Относиться к чему-то "ревностно" - значит относиться с большим вниманием и заботой. Смысл явно в том, что Гагарин очень любил песни о летчиках, уделял им большое внимание. 
Надеюсь, теперь смысл всего предложения понятнее.


----------



## Maroseika

Etcetera said:


> Привет.
> Относиться к чему-то "ревностно" - значит относиться с большим вниманием и заботой. Смысл явно в том, что Гагарин очень любил песни о летчиках, уделял им большое внимание.
> Надеюсь, теперь смысл всего предложения понятнее.


 
Добрый день.
Не могу согласиться: такое значение слова "ревностно" возможно только в очень узком контексте.
Наречие "ревностно" означает "усердно, старательно, рьяно, ретиво и т.п." (Ожегов, Кузнецов). Это - характеристики действия, которое может иметь разную интенсивность.
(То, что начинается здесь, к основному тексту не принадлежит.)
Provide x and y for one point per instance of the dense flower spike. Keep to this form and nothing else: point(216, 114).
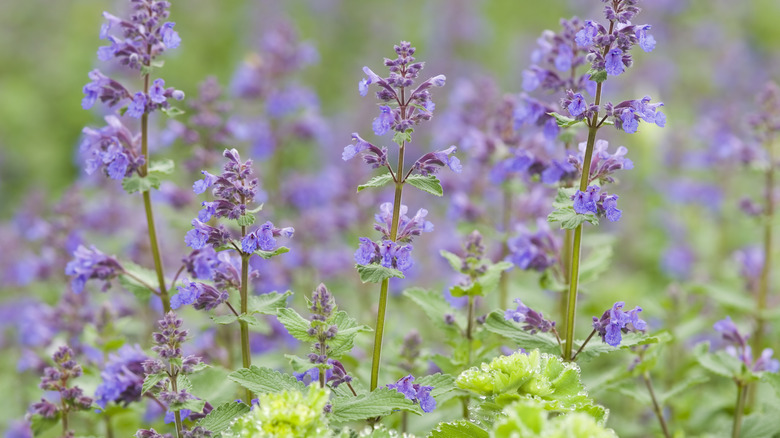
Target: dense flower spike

Поэтому при сочетании с глаголом "относиться" (который таковым не является) требуется дополнение, вводящее такое действие, например:
- ревностно относиться к своим обязанностям = усердно выполнять свои обязанности

"Усердно относиться к песням" невозможно, поскольку слово "песни" не вводит в контекст какого-либо действия, имеющего разную интенсивность. 
Такое действие могло бы ввести отглагольное существительное, напр. "пение" или "распространение": можно усердно или ревностно относиться к распространению или к пению песен.
В отличие от носителя РЯ иностранец не всегда может схватить суть предложения, отбросив мусор, ему приходится понять его буквально, слово за словом. 
Буквальный же смысл процитированного предложения некорректен, потому что слово "ревностно" употреблено неверно.


----------



## Maroseika

Crescent said:


> Maroseika said:
> 
> 
> 
> Спасибо за Ваш ответ!  Извините за излишнее беспокойство, но вы не могли бы ещё раз это по-русский мне объяснить? Если честно, я все никак не могу уловить смысл фразы.. Что хотел сказать автор? Что Гагарину не нравились песни про летчиков? Что он не любил их популяризацию? Тогда почему он считал, что их дожны все знать?
> Извините, что-то я сегодня вечером плохо соображаю..
> 
> И кстати - добро пожаловать на форумы!
> 
> 
> 
> Спасибо!
> Как я уже объяснил, я думаю, автор хотел сказать, что Гагарин ревностно относился к популяризации песен о лётчиках.
> Но сделал это автор весьма небрежно, вызвав справедливое недоумение у вдумчивого читателя.
Click to expand...


----------



## Etcetera

Mea culpa.
Я пыталась объяснить значение слова "ревностно" именно в контексте этого предложения. Большое спасибо за дополнение!
Кстати, поиск Яндекса дает много интересных примеров того, как к чему-то можно _ревностно относиться._


----------



## Maroseika

Да, к сожалению неправильное использование этого слова распространяется всё больше. Возможно, со временем его постигнет судьба таких слов, как "довлеть", "кущи", "эпицентр", "пользовать" и проч.


----------



## Crescent

Спасибо огромное Вам обоем - Maroseika и Etecetera за Ваши попытки мне объяснить знаечение этой фразы. Я говорю "попытки" так как если четсно, то до сих пор не совсем поняла, все таки что же хотел сказать автор этой фразой...  Простите за мою тупату. 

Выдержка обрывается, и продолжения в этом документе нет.